With approximately 130 members, the band is split into two different groups, red and white. To decide which group attends each sporting event, the schedule is divided into “Red Games” and “White Games.”

Given the heavily-populated BU athletics schedule, the time commitment for band members can be a hefty, especially on weeks such as when the Beanpot is happening.

“The time commitment can be a little heavy at times,” Buzzell wrote. “There are weeks where we only have on game and there are other weeks where the band is requested at three or four different venues. Especially during Beanpot and tournament weeks.”

With the men’s hockey Beanpot final on Monday night and the women’s hockey Beanpot final on Tuesday night, combined with a women’s basketball game on Wednesday night, the band’s calendar has been packed.

Weekends can be similarly busy for the band.

The group plays a total of 120 events per year, 100 of which are athletic. It’s not uncommon for there to be a men’s hockey, women’s hockey and basketball game bundled into a short span of 48 hours.

You can expect to see the band at each of these contests as they are a full-time staple at every single home game for both hockey and basketball matchups.

“I’m astounded they can handle this commitment,” Goldberg said. “They have more performances than any other collegiate bands, and they are pretty academic minded students.”

However, the band’s strong membership allows for students to balance a dedication to the band with being a full-time student. If a members of the “Red Team” are unable to make a “Red Game,” a member from the “White Team” can fill in for them and vice versa.

“We are able to be everywhere without burning ourselves out,” Buzzell wrote. “We can always ask a friend on the other band to sub for us. It is a really flexible and manageable commitment.”

The band has weaved its way into being a staple in the landscape of BU athletics, especially with the men’s and women’s hockey teams.

At men’s games at Agganis Arena, the band is positioned at the top of Section 118, with the rest of the BU student section standing below them, hanging directly over the goal.

“They’re awesome,” men’s hockey freshman forward Brady Tkachuk said. “They get me going at the start of every game and during every game, and the student section also.”

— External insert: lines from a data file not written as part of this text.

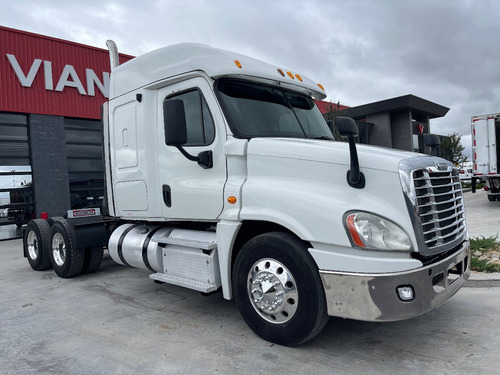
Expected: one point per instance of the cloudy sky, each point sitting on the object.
(445, 51)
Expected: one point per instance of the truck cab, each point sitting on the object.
(221, 174)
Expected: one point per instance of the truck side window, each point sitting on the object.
(200, 125)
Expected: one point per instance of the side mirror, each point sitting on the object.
(347, 127)
(432, 141)
(174, 122)
(331, 126)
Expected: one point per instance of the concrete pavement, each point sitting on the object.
(118, 321)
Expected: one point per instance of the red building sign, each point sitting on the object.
(40, 74)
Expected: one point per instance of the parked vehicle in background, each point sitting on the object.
(485, 141)
(465, 173)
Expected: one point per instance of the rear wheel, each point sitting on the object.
(66, 259)
(278, 289)
(37, 244)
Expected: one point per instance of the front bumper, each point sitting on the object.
(374, 297)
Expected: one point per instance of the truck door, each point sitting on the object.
(190, 191)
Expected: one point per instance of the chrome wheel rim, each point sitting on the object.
(32, 243)
(272, 291)
(58, 249)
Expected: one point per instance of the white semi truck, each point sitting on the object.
(222, 175)
(485, 142)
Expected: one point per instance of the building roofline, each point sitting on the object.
(406, 102)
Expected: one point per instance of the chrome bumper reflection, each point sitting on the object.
(374, 297)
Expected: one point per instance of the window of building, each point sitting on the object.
(85, 162)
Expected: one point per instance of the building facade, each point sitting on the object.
(51, 91)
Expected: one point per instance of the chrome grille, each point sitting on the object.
(439, 206)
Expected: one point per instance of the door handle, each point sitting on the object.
(167, 195)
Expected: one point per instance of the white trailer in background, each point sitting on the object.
(485, 141)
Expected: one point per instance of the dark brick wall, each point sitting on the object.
(49, 164)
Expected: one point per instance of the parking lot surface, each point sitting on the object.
(117, 321)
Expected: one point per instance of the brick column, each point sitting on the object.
(49, 164)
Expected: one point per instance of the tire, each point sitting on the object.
(92, 259)
(278, 290)
(66, 259)
(37, 244)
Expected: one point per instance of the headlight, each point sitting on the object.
(369, 231)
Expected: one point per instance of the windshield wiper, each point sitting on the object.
(325, 137)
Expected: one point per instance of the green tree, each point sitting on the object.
(452, 149)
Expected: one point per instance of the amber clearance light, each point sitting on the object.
(353, 231)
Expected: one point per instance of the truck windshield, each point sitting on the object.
(258, 110)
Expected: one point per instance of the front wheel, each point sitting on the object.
(66, 259)
(278, 289)
(37, 244)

At women’s games, the band is positioned in the far corner of the ice adjacent to the press box. Aided with the bandbox-like nature of the Walter Brown Arena, the band has the opportunity to create a lively atmosphere for the players on the ice.

“They’re unbelievably supportive,” BU women’s hockey coach Brian Durocher said. “The atmosphere they create in the building, it makes you feel like there’s 2,000 people in the building when there might only be 300. The band, they bring the energy, they bring the fun.”

Their presence and dedication at games does not go unnoticed.

Those people work extremely hard and they have a lot on their plate,” Durocher sad. “We’re just super happy that they’re willing — 30, 40 or 50 strong — to [go to] a cold hockey rink for most of our games.”

While TD Garden might not be as frigid as Walter Brown Arena, the band made its meddle tested as the semifinal of the Beanpot progressed into double overtime as the Terriers continued to battle with Harvard.

The band passed the test with flying colors. They decided to stray from their perch atop one of the balcony sections and join the Terriers’ fan section, named the BU Dog Pound.

Immediately, the band burst into the BU fight song and the BU crowd went wild in support of their team.

“It was honestly one of the most touching times I have had as a band member, to feel that loved,” Buzzell wrote. “Everyone was charged and ready for a fight. It was the most pure definition of the reason we play.”